Vítor Ferreira
Diretor Executivo da D. Dinis, Business School
Antes de avançar numa análise mais económica, devo declarar que não acredito em movimentos radicais (salvo exceções revolucionárias), já que a história da Europa nos mostra que todas as viragens fascistas ou comunistas levaram a situações limite, com perda de democracia. Contudo, o que se passou este fim-de-semana na Grécia, ainda que tracejado por contornos de radicalismo, pode ser uma lufada de ar fresco na Europa. Para isto é preciso perceber o que se passou neste país (e na União Monetária) nos últimos 5 anos. Como já vimos nestas crónicas, a nossa União Monetária é “imperfeita” (claramente a Grécia agudizou essa imperfeição quando aderiu ao Euro) e, nesse sentido, para corrigir possíveis diferenças de competitividade entre países seria necessário instituir mecanismos de transferência de riqueza, mutualização da dívida e caminhar para uma união bancária e até fiscal. Sem esses mecanismos, na ausência de uma política monetária e cambial em cada Estado, as nações mais competitivas aumentam o seu gap face a nações menos competitivas (o que aconteceu à Alemanha versus os países do Sul – a título de exemplo, desde a criação da UEM, as exportações da Alemanha para a Grécia cresceram 150% face a um crescimento de 10% da Grécia para a Alemanha).
Porém, nenhuma destas ferramentas foi implementada e a solução para um país em crise foi um programa de austeridade, que previa impactos negativos na procura, no produto e no emprego, mas de uma magnitude muito aquém da realidade. O que realmente aconteceu foi um pesadelo económico e humano. Longe de terminar em 2011, a recessão grega ganhou força. A Grécia não bateu no fundo até 2014 e, por esta altura, tinha experimentado uma profunda depressão, com desemprego global de 28% e desemprego jovem de 60%. Isto apesar do país ter imposto cortes drásticos nos serviços públicos, salários de funcionários públicos e benefícios sociais. Graças a repetidas novas ondas de austeridade, a despesa pública foi cortada acima do que o programa original previa e é atualmente cerca de 20% menor do que era em 2010 (com o PIB a decrescer tão rápido, apesar da subida acentuada da carga fiscal, os défices continuaram a acumular-se).

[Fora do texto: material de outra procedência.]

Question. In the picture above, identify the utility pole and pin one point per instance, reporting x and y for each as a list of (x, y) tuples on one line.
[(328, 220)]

O próprio FMI reconheceu que não existe na história um programa de pagamento de dívida através de austeridade, sem alívio da mesma ou inflação, que tenha tido resultados positivos.
Como a Europa se recusa a ver a lógica económica talvez este seja o início do despertar necessário. Todavia, para aqueles que pensam que o acordar passa por unilateralmente deixar de pagar a dívida, talvez a Argentina seja um aviso importante.